Re: [PATCHES] Fix for OWNER TO breaking ACLs

2004-08-01 Thread Tom Lane
Christopher Kings-Lynne [EMAIL PROTECTED] writes:
 Attached is a patch that fixes the owner change command on objects that 
 have privileges.

Applied with revisions.  Just FYI ---

* The aclnewowner code wasn't really right at all.  It was changing
ai_grantee without checking whether that value was a UID, GID, or WORLD;
and it was not adequately handling the problem of merging duplicate
entries afterwards.  (You have to think about entries with the new owner
as grantor as well as such entries with grantee; and even considering
only the grantee case, it's wrong to suppose there can be only one.)
I replaced the logic with a general-purpose search for duplicate
entries, which might be overkill but it will reliably get the right
answer.

* You had consistently changed the simple_heap_update calls to do the
wrong thing.  (I'm surprised it didn't blow up on you in your testing.)
In a sequence like

newtuple = heap_modifytuple(tup, rel, repl_val, repl_null, repl_repl);

simple_heap_update(rel, newtuple-t_self, newtuple);
CatalogUpdateIndexes(rel, newtuple);

the second parameter to simple_heap_update *must* be newtuple-t_self
not tup-t_self.  The reason is that simple_heap_update stores the new
physical location of the updated tuple back into that parameter, and
then the CatalogUpdateIndexes call relies on newtuple-t_self to
generate new index entries.  The way you had it coded, it was generating
new index entries pointing at the old version of the tuple ...

regards, tom lane

---(end of broadcast)---
TIP 1: subscribe and unsubscribe commands go to [EMAIL PROTECTED]

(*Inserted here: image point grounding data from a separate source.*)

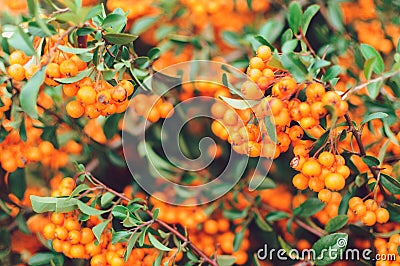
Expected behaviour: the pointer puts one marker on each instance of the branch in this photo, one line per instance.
(162, 223)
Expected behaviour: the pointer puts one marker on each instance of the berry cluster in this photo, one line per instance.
(94, 99)
(368, 211)
(328, 171)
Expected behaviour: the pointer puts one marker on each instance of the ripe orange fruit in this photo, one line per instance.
(251, 91)
(68, 68)
(86, 95)
(75, 109)
(382, 215)
(369, 218)
(18, 57)
(16, 72)
(334, 181)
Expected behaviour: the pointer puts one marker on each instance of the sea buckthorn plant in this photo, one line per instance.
(319, 110)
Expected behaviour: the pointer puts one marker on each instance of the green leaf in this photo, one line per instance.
(21, 41)
(289, 46)
(78, 77)
(308, 15)
(131, 243)
(294, 16)
(239, 104)
(114, 23)
(80, 188)
(390, 184)
(157, 244)
(292, 63)
(368, 67)
(120, 38)
(41, 259)
(120, 212)
(29, 93)
(370, 52)
(143, 24)
(225, 260)
(336, 223)
(106, 199)
(335, 15)
(73, 50)
(389, 133)
(17, 183)
(370, 160)
(99, 228)
(337, 242)
(43, 204)
(276, 216)
(377, 115)
(89, 210)
(374, 89)
(308, 208)
(264, 41)
(331, 73)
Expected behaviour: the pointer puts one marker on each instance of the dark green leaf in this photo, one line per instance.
(29, 93)
(99, 228)
(306, 18)
(336, 223)
(157, 244)
(17, 183)
(370, 160)
(120, 38)
(292, 63)
(308, 208)
(370, 52)
(21, 41)
(294, 16)
(143, 24)
(337, 242)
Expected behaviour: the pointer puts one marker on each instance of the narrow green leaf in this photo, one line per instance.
(336, 223)
(157, 244)
(370, 52)
(29, 93)
(308, 15)
(294, 16)
(99, 228)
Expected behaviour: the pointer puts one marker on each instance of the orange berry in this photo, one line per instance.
(68, 68)
(325, 195)
(16, 72)
(354, 201)
(61, 233)
(77, 251)
(57, 218)
(264, 52)
(211, 227)
(311, 168)
(300, 181)
(87, 235)
(334, 181)
(70, 90)
(18, 57)
(49, 231)
(326, 159)
(369, 218)
(75, 109)
(359, 210)
(86, 95)
(382, 215)
(251, 91)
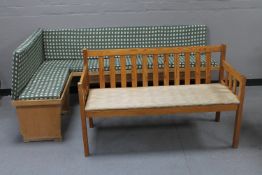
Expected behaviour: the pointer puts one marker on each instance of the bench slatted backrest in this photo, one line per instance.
(166, 52)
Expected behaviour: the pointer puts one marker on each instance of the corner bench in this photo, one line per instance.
(45, 63)
(227, 95)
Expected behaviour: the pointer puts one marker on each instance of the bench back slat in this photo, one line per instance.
(123, 71)
(112, 72)
(145, 70)
(187, 68)
(177, 69)
(101, 72)
(233, 80)
(208, 67)
(155, 70)
(134, 71)
(197, 69)
(142, 56)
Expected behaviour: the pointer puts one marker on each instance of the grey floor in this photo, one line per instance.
(180, 144)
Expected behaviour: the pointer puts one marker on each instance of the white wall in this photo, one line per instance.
(238, 23)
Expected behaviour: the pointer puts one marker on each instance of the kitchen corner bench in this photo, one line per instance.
(227, 95)
(45, 63)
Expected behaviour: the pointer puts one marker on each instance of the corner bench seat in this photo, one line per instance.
(159, 96)
(47, 83)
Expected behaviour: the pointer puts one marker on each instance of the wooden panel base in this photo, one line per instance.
(40, 122)
(41, 119)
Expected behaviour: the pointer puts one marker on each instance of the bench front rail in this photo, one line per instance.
(228, 77)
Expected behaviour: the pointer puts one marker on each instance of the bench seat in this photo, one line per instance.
(159, 96)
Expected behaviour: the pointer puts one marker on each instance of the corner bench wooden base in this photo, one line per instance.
(41, 119)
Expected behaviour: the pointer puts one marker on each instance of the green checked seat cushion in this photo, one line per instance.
(61, 49)
(77, 65)
(67, 44)
(47, 83)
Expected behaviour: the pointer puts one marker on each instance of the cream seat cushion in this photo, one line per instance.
(159, 96)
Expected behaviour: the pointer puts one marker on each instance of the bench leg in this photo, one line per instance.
(91, 123)
(217, 117)
(238, 120)
(84, 135)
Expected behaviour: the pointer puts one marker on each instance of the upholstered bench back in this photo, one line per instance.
(68, 43)
(63, 47)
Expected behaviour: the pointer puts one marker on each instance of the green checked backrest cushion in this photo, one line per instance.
(26, 60)
(68, 43)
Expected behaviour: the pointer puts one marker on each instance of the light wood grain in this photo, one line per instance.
(166, 70)
(187, 68)
(177, 69)
(145, 70)
(101, 72)
(134, 71)
(155, 70)
(197, 68)
(208, 67)
(112, 72)
(123, 71)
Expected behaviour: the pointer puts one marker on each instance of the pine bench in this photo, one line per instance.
(227, 95)
(46, 62)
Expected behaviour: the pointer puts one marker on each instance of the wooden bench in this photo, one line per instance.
(227, 95)
(46, 62)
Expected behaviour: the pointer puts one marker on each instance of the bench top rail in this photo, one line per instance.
(155, 55)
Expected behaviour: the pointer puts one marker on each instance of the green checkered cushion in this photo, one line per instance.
(68, 43)
(47, 83)
(77, 65)
(72, 65)
(26, 60)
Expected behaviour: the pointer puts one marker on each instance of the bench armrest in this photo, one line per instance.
(235, 81)
(26, 60)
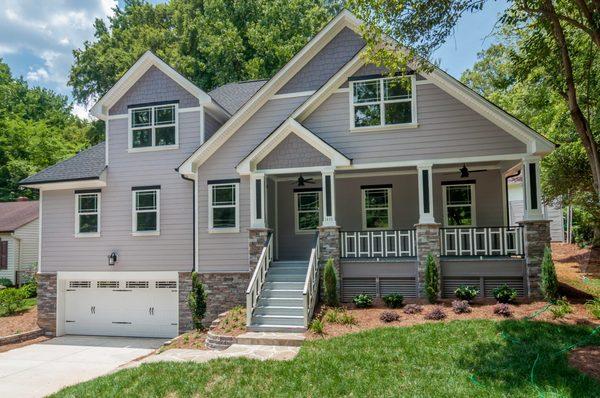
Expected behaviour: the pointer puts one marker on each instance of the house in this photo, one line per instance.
(19, 231)
(255, 184)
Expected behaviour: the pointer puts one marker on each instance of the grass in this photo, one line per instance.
(460, 358)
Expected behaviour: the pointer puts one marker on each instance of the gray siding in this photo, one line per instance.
(293, 151)
(447, 129)
(154, 86)
(326, 63)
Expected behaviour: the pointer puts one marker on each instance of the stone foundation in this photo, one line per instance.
(46, 299)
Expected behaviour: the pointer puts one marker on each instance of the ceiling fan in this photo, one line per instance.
(301, 181)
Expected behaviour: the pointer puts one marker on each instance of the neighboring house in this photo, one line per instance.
(19, 231)
(553, 213)
(225, 182)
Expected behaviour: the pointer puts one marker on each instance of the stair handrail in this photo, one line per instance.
(311, 283)
(258, 278)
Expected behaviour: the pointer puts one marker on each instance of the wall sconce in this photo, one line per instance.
(112, 258)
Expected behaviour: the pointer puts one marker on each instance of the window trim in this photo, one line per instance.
(153, 127)
(297, 229)
(473, 205)
(381, 102)
(364, 208)
(134, 213)
(236, 228)
(98, 212)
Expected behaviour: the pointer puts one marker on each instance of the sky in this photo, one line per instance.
(37, 38)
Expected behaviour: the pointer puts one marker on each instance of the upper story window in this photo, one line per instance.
(379, 103)
(87, 218)
(153, 128)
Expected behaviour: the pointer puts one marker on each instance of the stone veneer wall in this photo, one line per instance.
(46, 298)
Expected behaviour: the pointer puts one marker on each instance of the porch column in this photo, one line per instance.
(257, 200)
(424, 177)
(328, 198)
(532, 192)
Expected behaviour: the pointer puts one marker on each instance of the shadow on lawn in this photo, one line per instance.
(529, 354)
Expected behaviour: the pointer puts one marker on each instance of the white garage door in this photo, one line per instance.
(112, 307)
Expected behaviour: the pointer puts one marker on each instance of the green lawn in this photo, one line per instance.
(457, 359)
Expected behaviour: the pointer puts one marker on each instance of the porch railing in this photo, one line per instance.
(311, 284)
(258, 278)
(484, 241)
(370, 244)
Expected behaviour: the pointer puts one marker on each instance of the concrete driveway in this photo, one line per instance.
(41, 369)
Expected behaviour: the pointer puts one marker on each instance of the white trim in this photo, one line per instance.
(236, 228)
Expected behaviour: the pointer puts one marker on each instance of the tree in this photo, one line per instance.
(211, 42)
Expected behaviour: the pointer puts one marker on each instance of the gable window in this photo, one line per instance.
(223, 207)
(146, 211)
(308, 211)
(153, 127)
(378, 103)
(459, 205)
(87, 218)
(376, 208)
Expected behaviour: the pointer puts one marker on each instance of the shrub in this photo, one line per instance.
(436, 314)
(330, 285)
(461, 307)
(197, 301)
(389, 316)
(413, 309)
(393, 300)
(466, 292)
(363, 301)
(503, 310)
(432, 283)
(549, 281)
(505, 294)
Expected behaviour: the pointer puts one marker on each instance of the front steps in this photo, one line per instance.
(280, 306)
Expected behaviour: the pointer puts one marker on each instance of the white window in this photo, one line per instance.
(377, 208)
(153, 128)
(380, 103)
(308, 211)
(223, 207)
(87, 217)
(146, 212)
(459, 205)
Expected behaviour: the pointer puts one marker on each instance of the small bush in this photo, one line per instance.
(389, 316)
(461, 307)
(436, 314)
(363, 301)
(505, 294)
(330, 284)
(503, 309)
(549, 281)
(466, 293)
(413, 309)
(393, 300)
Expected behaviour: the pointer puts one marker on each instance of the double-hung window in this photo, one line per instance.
(308, 211)
(223, 207)
(459, 205)
(87, 218)
(386, 102)
(153, 127)
(377, 208)
(146, 211)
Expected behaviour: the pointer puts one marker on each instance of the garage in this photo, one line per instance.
(141, 305)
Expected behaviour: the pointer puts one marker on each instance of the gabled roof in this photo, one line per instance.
(290, 126)
(14, 215)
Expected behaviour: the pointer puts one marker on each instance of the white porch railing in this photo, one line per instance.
(310, 292)
(258, 278)
(365, 244)
(485, 241)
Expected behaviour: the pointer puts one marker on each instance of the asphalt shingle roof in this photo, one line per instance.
(232, 96)
(86, 165)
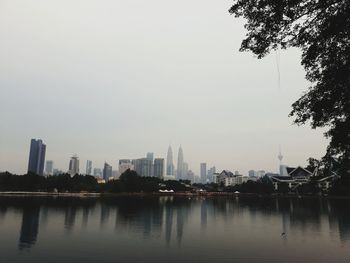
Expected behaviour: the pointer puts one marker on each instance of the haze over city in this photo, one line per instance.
(109, 80)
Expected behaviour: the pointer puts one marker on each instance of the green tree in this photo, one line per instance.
(321, 29)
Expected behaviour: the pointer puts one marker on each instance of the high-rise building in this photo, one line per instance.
(180, 164)
(210, 175)
(143, 167)
(107, 172)
(159, 167)
(73, 165)
(97, 172)
(49, 167)
(36, 157)
(149, 156)
(251, 173)
(88, 167)
(124, 165)
(203, 172)
(185, 171)
(169, 163)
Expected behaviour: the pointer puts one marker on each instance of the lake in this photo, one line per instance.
(174, 229)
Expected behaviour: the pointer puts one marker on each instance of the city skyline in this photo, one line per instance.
(130, 84)
(74, 166)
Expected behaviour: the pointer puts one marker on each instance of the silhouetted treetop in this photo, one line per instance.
(321, 29)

Re: [PATCHES] Fix for OWNER TO breaking ACLs

2004-08-01 Thread Christopher Kings-Lynne
* You had consistently changed the simple_heap_update calls to do the
wrong thing.  (I'm surprised it didn't blow up on you in your testing.)
In a sequence like
newtuple = heap_modifytuple(tup, rel, repl_val, repl_null, repl_repl);
simple_heap_update(rel, newtuple-t_self, newtuple);
CatalogUpdateIndexes(rel, newtuple);
the second parameter to simple_heap_update *must* be newtuple-t_self
not tup-t_self.  The reason is that simple_heap_update stores the new
physical location of the updated tuple back into that parameter, and
then the CatalogUpdateIndexes call relies on newtuple-t_self to
generate new index entries.  The way you had it coded, it was generating
new index entries pointing at the old version of the tuple ...
Strange.  I guess I must have been testing with a database that had 
short enough system catalogs that the indexes were never used?